L'union fait la force, dit l'adage. Jeudi 23 octobre, les sociétés européennes Airbus, Thales et Leonardo ont signé un protocole d'accord visant à fusionner, à partir de 2027, leurs activités respectives dans les satellites et, ainsi, à concurrencer Starlink, le fournisseur d'accès à internet de SpaceX. Baptisé "Bromo", ce projet de fusion doit encore être approuvé par la Commission européenne. Mais, selon Thales, il pourrait faire de la nouvelle structure collective "un acteur spatial européen de premier plan" et "constitue une avancée majeure pour renforcer l’écosystème spatial européen, accroître sa capacité d’innovation, son autonomie stratégique et sa compétitivité".
Une structure de gouvernance "équilibrée"
Plusieurs mois de négociations ont mené à la signature de ce protocole d'accord, rapporte l'agence de presse britannique Reuters. La nouvelle entité, qui serait basée à Toulouse, emploierait quelque 25 000 personnes à travers l'Europe et aurait, d'après des calculs fondés sur les chiffres des trois entreprises pour 2024, un chiffre d'affaires de 6,5 milliards d'euros. Airbus, déjà sis à Toulouse, posséderait 35% de la structure, tandis que Thales, sis à Meudon et possédé en partie par l'Etat français, et Leonardo, basé à Rome, en détiendrait chacun 32,5%, sur la base d'"une structure de gouvernance équilibrée entre les actionnaires".
Seules les activités dans les satellites des trois entreprises seraient amenées à coopérer. Airbus contribuerait au projet via ses activités Space Systems et Space Digital, provenant de sa division Airbus Defence and Space. Thales, de son côté, impliquerait Thales SESO et sa branche spatiale Thales Alenia Space, dont elle possède 67% du capital, les 33% restants étant détenus par Leonardo. De la même façon, la firme italienne participerait avec Telespazio, la co-entreprise qu'elle détient (à 67%) avec Thales (33%) et qui est spécialisée dans les services liés à la mise en œuvre des satellites.
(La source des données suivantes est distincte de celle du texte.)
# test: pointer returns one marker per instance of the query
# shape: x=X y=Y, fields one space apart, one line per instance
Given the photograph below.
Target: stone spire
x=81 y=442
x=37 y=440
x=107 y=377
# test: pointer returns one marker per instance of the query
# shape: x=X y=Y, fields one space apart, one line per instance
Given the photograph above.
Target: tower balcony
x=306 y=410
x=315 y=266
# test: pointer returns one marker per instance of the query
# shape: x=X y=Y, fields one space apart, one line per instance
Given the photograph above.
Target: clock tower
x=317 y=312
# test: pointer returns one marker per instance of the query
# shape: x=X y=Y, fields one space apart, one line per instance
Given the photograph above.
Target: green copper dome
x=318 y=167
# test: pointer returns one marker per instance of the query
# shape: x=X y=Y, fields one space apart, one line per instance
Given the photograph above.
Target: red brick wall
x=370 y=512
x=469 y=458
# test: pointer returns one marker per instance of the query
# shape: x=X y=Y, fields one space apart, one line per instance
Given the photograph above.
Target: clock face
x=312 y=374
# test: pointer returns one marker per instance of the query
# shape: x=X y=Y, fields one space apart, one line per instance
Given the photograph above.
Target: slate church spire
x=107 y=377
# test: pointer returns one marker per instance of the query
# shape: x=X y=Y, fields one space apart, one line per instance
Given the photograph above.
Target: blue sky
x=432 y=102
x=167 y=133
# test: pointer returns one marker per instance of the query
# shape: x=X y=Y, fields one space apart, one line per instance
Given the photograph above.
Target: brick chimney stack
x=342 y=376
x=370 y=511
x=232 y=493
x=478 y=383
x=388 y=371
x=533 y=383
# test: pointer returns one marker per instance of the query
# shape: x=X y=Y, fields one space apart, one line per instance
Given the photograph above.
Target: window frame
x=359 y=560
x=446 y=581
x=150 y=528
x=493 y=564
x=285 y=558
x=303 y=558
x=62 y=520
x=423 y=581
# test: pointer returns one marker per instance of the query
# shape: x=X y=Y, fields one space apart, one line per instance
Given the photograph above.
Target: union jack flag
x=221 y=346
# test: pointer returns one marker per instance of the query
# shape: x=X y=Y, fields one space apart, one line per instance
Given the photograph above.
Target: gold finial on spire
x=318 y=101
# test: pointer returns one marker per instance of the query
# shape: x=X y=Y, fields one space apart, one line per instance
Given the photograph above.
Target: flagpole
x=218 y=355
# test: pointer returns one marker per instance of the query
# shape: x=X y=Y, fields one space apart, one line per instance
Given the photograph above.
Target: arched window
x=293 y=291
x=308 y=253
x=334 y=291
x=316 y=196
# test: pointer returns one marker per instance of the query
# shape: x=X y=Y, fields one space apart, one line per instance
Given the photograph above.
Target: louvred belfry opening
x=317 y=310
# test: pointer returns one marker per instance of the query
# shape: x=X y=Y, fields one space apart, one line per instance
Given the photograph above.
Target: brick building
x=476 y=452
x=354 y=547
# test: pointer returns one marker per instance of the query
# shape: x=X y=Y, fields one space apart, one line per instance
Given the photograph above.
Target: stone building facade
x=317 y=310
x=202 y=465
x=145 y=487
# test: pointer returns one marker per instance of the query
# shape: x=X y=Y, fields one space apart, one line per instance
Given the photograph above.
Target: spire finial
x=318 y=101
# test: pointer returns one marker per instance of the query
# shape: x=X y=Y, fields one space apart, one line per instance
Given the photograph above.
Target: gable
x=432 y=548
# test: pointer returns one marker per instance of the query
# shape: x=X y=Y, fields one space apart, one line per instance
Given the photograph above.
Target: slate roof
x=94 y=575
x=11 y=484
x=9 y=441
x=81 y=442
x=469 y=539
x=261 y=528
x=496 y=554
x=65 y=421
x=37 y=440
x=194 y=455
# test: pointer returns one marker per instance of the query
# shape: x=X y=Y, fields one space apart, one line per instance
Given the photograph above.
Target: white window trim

"Plus d'innovation, de la souveraineté"
L'effort de consolidation a été salué par la France, jeudi matin. "La création d’un champion européen des satellites permettrait d’augmenter les investissements de la recherche et de l’innovation dans ce secteur stratégique et ainsi renforcer notre souveraineté européenne dans un contexte de compétition mondiale intense", a commenté le ministère de l'économie et des finances, évoquant "une excellente nouvelle". Récemment nommé ministre délégué chargé de l'industrie, Sébastien Martin a également loué sur X "une très belle avancée", anticipant "des emplois qualifiés et ancrés en France, plus d’innovation, de la souveraineté".
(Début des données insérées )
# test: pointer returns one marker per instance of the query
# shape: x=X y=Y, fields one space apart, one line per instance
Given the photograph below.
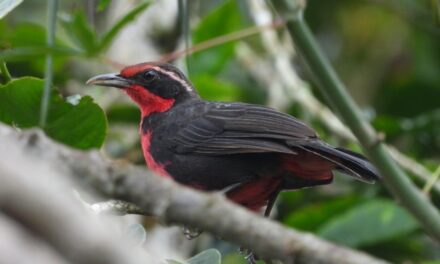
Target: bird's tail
x=346 y=161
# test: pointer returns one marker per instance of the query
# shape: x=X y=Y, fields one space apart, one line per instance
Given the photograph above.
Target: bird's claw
x=191 y=233
x=250 y=256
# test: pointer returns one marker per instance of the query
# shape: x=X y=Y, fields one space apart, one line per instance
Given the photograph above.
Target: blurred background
x=386 y=52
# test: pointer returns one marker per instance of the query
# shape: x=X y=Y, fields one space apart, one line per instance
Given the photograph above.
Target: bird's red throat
x=148 y=102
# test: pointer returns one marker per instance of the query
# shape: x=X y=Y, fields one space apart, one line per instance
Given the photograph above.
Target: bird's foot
x=191 y=232
x=249 y=255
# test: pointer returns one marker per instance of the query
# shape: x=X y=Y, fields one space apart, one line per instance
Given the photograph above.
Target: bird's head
x=155 y=87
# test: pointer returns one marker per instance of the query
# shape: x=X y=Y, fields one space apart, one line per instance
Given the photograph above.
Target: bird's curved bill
x=110 y=80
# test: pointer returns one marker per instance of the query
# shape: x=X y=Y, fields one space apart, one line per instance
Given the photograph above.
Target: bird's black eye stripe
x=150 y=75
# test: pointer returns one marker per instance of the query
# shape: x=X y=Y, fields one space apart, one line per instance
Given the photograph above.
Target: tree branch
x=173 y=203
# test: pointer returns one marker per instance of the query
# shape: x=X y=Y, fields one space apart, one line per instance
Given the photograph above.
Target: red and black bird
x=249 y=151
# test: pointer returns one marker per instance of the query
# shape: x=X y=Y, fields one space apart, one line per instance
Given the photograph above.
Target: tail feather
x=348 y=162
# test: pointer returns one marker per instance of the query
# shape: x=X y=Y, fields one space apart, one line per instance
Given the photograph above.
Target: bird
x=249 y=152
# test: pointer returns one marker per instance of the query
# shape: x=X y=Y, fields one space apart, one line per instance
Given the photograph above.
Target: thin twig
x=434 y=178
x=52 y=7
x=220 y=40
x=4 y=70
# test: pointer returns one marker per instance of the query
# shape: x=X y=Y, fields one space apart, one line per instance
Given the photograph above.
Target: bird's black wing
x=240 y=128
x=222 y=129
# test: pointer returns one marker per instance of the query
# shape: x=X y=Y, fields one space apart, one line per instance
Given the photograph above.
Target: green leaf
x=6 y=6
x=311 y=217
x=102 y=4
x=120 y=24
x=211 y=256
x=211 y=88
x=81 y=126
x=368 y=224
x=123 y=114
x=222 y=20
x=26 y=53
x=234 y=258
x=79 y=30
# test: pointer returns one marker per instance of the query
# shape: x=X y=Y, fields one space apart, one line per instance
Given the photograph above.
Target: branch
x=173 y=203
x=334 y=90
x=33 y=195
x=52 y=7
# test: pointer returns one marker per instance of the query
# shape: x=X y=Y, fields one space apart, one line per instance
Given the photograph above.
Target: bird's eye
x=150 y=75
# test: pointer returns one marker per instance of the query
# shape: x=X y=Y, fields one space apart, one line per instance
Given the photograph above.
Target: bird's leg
x=191 y=232
x=251 y=257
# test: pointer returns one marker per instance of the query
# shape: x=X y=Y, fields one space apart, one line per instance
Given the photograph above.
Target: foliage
x=81 y=124
x=386 y=53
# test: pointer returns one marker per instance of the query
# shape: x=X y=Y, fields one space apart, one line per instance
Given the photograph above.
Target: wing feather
x=240 y=128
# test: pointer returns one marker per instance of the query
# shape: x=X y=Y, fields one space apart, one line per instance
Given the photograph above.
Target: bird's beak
x=111 y=80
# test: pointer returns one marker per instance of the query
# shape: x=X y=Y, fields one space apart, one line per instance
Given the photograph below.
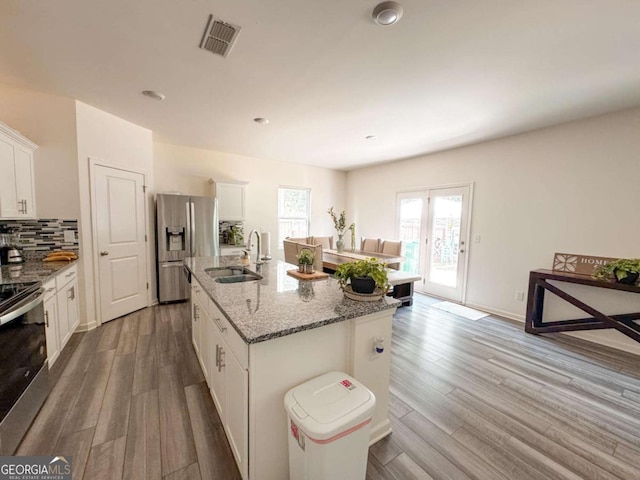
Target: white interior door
x=434 y=230
x=121 y=247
Un besoin de souveraineté qui ne se comprend qu'à la lecture du marché mondial des satellites, largement dominé par la société américaine SpaceX du milliardaire Elon Musk et son service Starlink. Aux dernières nouvelles, comme le rappelait justement Numerama, ce dernier opère la plus vaste constellation de satellites en orbite autour de la Terre, avec plus de 8 500 engins opérationnels, lesquels fournissent une connexion à Internet dans de nombreux pays. Ses concurrents OneWeb (651 satellites) et Kuiper, le projet de Jeff Bezos qui prévoit d'obtenir 200 satellites d'ici la fin de l'année, sont très loin derrière.